Substrate- If you use a high CEC (cation exchange capacity) substrate like ADA or Flourite, it would be hard to prove the benefits over the other, of either dry or solution based dosing.
Size and amount of tanks- the larger the tanks and the more tanks you have, the more you will likely lean towards solution based dosing for the convenience and consistency of your doses. 

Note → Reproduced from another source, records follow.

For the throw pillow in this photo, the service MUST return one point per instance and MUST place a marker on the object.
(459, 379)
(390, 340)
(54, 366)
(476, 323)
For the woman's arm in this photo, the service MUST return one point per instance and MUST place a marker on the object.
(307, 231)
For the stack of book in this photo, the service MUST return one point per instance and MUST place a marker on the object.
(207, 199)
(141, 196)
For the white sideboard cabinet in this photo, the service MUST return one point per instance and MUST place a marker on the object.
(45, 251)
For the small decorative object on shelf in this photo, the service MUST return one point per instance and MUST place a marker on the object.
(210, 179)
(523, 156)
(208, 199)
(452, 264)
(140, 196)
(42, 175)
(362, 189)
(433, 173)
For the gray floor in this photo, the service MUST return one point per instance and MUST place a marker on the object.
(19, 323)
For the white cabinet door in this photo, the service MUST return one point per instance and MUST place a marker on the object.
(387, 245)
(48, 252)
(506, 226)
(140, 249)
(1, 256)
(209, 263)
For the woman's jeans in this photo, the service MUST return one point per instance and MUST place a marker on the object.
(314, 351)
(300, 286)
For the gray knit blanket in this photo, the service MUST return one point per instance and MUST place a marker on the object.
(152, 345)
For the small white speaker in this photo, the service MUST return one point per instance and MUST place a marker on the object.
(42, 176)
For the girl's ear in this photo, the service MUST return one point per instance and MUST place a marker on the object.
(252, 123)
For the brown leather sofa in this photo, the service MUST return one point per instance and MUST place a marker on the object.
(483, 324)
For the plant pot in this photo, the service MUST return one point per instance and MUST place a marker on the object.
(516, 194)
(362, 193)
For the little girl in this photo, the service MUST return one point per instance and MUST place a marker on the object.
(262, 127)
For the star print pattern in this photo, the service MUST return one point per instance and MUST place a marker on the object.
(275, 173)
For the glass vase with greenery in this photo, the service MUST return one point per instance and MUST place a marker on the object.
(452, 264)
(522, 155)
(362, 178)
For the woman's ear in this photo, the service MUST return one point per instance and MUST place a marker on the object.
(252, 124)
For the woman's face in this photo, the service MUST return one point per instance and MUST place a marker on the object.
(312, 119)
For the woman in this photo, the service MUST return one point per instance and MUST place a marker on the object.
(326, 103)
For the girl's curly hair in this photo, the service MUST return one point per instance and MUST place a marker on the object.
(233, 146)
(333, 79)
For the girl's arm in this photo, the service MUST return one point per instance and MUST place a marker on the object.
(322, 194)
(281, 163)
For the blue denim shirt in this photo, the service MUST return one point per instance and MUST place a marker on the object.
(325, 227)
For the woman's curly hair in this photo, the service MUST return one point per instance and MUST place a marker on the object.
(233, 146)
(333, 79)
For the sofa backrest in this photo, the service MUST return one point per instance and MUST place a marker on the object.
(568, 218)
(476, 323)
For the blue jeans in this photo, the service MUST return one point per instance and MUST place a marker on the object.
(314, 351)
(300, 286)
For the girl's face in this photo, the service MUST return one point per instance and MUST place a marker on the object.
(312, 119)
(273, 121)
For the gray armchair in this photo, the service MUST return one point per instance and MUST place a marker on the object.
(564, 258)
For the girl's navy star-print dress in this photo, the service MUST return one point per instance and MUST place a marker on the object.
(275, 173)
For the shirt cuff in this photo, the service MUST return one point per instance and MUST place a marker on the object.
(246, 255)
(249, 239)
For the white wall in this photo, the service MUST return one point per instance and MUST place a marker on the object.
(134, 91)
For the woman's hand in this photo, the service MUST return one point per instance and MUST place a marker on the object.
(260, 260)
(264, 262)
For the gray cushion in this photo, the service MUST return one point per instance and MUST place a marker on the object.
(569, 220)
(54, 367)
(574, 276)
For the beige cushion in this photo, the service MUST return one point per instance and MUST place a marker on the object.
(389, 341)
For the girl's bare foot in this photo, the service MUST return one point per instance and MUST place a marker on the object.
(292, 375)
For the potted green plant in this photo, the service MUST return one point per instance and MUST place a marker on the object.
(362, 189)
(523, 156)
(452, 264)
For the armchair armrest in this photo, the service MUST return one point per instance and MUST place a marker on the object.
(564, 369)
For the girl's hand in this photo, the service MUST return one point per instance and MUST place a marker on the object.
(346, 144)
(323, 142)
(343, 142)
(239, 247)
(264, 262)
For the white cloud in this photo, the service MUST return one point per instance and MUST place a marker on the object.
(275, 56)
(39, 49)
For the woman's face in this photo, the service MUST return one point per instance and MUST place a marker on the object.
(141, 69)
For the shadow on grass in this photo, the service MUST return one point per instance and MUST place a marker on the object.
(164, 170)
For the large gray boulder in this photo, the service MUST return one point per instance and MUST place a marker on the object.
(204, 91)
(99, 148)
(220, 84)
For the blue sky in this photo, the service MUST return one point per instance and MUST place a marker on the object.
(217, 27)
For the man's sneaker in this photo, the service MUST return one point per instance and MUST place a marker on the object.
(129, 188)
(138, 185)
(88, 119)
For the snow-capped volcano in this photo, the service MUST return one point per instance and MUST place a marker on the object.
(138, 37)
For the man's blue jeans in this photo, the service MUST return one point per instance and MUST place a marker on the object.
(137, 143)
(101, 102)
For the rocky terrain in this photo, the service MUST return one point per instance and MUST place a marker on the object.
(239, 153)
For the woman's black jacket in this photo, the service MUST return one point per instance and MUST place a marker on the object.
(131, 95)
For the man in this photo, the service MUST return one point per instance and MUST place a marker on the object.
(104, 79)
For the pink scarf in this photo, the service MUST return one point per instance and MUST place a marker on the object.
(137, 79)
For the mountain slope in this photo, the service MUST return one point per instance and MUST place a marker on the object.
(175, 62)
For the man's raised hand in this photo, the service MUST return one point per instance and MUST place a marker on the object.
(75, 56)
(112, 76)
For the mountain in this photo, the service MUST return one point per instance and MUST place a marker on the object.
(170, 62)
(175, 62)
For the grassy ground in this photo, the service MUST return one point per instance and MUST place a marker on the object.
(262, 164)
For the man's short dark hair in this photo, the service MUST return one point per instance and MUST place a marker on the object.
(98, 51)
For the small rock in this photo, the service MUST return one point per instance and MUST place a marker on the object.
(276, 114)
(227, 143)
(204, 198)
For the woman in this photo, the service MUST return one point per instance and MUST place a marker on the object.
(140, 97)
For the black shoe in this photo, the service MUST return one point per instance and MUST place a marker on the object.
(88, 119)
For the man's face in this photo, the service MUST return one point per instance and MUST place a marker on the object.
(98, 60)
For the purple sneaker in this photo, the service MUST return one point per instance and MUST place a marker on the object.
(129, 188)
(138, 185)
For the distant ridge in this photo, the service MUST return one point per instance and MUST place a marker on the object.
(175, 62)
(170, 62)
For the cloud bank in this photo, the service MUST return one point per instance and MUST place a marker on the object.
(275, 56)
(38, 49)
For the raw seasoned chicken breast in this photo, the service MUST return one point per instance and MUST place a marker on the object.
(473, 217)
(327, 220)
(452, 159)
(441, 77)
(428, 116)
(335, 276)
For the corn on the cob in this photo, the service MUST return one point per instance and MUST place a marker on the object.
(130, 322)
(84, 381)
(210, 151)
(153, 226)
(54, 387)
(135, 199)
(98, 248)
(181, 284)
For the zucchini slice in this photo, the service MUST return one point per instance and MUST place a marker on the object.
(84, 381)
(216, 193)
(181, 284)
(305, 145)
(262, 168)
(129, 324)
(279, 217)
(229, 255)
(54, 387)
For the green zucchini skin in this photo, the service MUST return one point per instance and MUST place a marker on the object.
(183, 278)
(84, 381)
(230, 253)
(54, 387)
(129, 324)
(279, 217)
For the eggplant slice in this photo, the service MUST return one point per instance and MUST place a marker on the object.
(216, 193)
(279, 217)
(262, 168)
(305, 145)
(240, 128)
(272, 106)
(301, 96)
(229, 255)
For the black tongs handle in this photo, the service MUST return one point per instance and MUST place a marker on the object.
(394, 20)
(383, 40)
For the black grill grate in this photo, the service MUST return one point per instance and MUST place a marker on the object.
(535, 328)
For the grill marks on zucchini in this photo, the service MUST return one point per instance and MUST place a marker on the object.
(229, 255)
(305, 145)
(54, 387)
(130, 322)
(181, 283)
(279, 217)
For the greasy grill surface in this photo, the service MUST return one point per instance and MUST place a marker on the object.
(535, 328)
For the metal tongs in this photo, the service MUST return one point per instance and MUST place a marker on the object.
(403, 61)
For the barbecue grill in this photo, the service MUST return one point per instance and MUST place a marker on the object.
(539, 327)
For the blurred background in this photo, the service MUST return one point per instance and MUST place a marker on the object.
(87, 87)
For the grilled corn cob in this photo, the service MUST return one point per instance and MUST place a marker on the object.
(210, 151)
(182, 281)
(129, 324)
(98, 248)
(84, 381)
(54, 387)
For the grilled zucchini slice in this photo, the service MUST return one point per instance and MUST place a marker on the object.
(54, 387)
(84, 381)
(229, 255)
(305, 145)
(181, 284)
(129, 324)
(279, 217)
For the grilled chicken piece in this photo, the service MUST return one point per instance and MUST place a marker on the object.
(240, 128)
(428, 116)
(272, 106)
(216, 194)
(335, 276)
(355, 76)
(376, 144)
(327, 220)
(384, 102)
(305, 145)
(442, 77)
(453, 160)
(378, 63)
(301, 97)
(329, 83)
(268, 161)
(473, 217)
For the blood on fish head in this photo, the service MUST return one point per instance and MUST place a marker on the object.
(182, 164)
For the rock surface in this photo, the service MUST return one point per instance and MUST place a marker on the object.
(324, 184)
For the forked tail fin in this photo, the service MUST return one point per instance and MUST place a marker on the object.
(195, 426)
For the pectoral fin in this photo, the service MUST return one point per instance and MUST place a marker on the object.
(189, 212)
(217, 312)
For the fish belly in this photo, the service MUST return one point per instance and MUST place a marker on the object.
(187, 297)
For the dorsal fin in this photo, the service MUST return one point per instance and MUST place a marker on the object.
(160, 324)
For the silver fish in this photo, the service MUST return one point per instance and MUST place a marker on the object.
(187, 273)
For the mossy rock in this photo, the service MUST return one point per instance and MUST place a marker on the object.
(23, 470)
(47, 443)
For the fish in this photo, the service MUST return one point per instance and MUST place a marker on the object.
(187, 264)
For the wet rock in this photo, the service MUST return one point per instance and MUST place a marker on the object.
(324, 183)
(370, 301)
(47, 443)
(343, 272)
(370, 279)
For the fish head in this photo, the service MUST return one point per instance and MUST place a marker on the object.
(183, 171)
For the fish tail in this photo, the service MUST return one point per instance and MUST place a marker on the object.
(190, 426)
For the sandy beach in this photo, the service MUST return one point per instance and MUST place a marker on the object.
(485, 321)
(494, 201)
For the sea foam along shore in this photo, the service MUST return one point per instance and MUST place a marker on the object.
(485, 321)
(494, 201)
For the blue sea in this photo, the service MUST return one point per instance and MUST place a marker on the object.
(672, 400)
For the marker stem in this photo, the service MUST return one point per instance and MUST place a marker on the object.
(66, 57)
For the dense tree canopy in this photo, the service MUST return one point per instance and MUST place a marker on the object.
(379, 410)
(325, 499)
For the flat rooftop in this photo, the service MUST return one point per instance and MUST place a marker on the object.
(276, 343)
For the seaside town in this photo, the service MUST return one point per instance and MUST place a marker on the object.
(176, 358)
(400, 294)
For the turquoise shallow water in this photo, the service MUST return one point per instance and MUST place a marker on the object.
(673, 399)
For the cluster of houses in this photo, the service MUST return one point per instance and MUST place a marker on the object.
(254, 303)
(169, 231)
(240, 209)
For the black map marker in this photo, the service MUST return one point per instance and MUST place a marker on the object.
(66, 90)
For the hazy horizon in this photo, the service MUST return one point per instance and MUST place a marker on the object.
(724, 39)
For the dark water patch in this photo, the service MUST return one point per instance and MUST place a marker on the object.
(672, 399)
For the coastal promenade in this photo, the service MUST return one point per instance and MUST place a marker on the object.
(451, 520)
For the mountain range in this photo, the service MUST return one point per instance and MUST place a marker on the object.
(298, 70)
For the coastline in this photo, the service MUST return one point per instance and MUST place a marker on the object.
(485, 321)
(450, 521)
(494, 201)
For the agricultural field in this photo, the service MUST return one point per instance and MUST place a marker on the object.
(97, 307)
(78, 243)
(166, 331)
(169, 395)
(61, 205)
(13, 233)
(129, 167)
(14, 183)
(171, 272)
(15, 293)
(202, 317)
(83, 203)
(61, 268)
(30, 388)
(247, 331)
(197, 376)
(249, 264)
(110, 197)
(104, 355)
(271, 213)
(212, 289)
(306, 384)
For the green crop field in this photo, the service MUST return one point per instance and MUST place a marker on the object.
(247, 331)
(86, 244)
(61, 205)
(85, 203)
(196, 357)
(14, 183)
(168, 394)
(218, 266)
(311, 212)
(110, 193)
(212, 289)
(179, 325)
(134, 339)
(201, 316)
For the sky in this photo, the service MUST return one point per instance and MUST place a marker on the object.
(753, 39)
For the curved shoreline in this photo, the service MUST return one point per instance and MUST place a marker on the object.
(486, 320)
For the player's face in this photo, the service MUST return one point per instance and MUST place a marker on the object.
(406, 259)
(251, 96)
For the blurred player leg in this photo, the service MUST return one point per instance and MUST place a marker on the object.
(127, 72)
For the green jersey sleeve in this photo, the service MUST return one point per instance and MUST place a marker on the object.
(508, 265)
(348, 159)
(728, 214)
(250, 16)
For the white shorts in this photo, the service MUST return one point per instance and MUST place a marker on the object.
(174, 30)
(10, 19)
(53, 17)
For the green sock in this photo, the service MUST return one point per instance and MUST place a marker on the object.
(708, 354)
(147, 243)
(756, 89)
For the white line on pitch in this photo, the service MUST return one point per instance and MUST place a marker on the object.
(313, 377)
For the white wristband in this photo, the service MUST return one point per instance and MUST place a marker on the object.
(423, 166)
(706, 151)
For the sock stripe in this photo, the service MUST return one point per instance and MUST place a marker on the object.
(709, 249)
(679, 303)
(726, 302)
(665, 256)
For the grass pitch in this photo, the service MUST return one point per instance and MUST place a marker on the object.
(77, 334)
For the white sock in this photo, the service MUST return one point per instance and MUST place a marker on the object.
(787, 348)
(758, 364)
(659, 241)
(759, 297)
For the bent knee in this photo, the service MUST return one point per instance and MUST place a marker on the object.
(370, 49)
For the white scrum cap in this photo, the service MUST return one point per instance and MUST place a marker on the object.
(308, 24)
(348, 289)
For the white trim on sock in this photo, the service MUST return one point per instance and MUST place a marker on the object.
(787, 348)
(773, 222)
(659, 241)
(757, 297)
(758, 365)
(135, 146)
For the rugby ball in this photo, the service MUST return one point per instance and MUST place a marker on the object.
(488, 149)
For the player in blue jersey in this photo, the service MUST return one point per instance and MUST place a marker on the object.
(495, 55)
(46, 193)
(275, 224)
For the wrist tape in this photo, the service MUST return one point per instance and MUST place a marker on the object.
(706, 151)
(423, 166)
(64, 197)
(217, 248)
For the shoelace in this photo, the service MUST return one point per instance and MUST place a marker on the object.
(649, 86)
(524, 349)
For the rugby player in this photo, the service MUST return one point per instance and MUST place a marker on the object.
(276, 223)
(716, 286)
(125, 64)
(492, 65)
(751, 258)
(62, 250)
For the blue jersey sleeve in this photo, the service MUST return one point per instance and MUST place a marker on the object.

With my nano tanks I simply dose dry every other day. I only use Pfertz line to treat more isolated problems that can be observed. I.e. lack of K etc.


----------



## 2wheelsx2 (Apr 21, 2010)

I don't think it makes any difference, as it all becomes a solution in tank. It comes down to convenience and personal preference. I dose dry in all of mine because then I don't have to keep mixing jars of liquid, plus EI dosing a 125 gallon with liquid is a lot of liquid.


----------



## jobber (May 14, 2010)

I dry dose my tank like how Yan-can-cook sprinkles a teaspoon of salt and soysauce.


----------



## neven (May 15, 2010)

i was dosing solutions for the longest time since i did not have a scale for doing my smaller tanks, but thats changed now, finally got a pocket scale for $7 off dhgate


----------



## vdub (Apr 22, 2010)

Solution for me. I don't like to directly dry dose into the tank, here's why. When I did dry dose, I'd just dump a bunch of dry chemicals in all at once, the problem is, not all of the dry chemicals would dissolve away at once, some of it stayed as crystals until they reached the substrate. Now there's a large concentration of fertilizers in one area and where ever that area was, I'd get a massive algae bloom there. 

Now I just dissolve my dry fertilizers before hand in a bucket and spread the solution out over the entire area of the tank. That way I make sure the fertilizers, when I dose, are as uniformly spread out over the entire tank as possible.


----------



## neoh (Apr 22, 2010)

I have a large pill reminder container I use:









When I'm doing my weekly waterchange, I'll remeasure and put them all in the capsules. That way when I get up in the morning, I just open up 'W' and pour it into the tank. Done and done. If I have the extra time, I'll dump it into a bottle, put some water in there and shake the mix before pouring. I then put it right in front of my powerhead and it blows around the tank.


----------



## Captured Moments (Apr 22, 2010)

if you have a small tank, it may be easier to use a dissolved solution than using dry powders. Easier to control measurements and dosage. But for larger tanks I prefer dry dosing straight into the tank. The powders dissolve fairly quickly and mix in evenly unless you have a problem with water circulation..you can spread the powder over the surface instead of dumping in all in one spot if you are worried. Why make more work for yourself having to make a dosage solution if you don't have to.


----------



## 2wheelsx2 (Apr 21, 2010)

As long as one is dosing EI style, a little extra here and there shouldn't affect anything, and as Captured Moments pointed out, in a high tech planted tank, circulation is very important, for distribution of nutrients as well as gas exchange. The regular large water changes should take care of any excesses which exist in the tank.


----------